Students protest, holding signs.

Three teachers at the Howard University Middle School of Mathematics and Science charter school who claimed they were about to be terminated because they wanted to teach more Black history, resigned officially on Jan. 27.

The school’s board of directors issued a statement verifying the resignations, but they denied the allegations that the teachers were blocked from teaching Black history.

“The teaching of African and African-American history and culture was not a factor in the acceptance of the resignations. This curriculum includes a content strand centered on an enduring understanding of African cultural systems,” the statement read.

The board also defended the school’s chief academic officer Angelicque Blackmon, who has been criticized for how she has handled the controversy. Blackmon, who was “recruited to Howard University Middle School of Mathematics and Science through a national search, has a long track record of engaging African American students and teachers in culturally responsive STEM education.”

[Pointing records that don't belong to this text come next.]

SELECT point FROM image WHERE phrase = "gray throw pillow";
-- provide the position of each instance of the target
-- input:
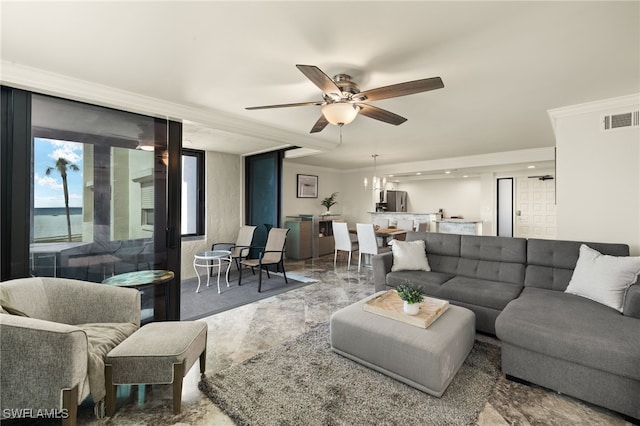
(409, 256)
(602, 278)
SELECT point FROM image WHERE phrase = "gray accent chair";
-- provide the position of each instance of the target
(46, 354)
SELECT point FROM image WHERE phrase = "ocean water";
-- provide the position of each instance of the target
(50, 223)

Adilah Bilal, president of Parents in Action, a parent group at the school, told the Washington Post the social studies teachers had told the group they were planning to resign. The teachers, she said, were upset the administration stymied their efforts to include more African history in a curriculum that focuses heavily on Greek and Roman history.

Bilal said parents had planned to engage a mediator to help hammer out a solution, but before they could, the teachers were given termination papers in front of students, making them leave in the middle of the school day.

On Feb. 2, about two dozen of the 300 students at the middle school walked out in protest, waving pan-African flags and holding signs. Some shared a list of demands, including “new social studies teachers … who will be treated with respect” and that the school “stop tracking students for school to prison pipeline,” according to NPR.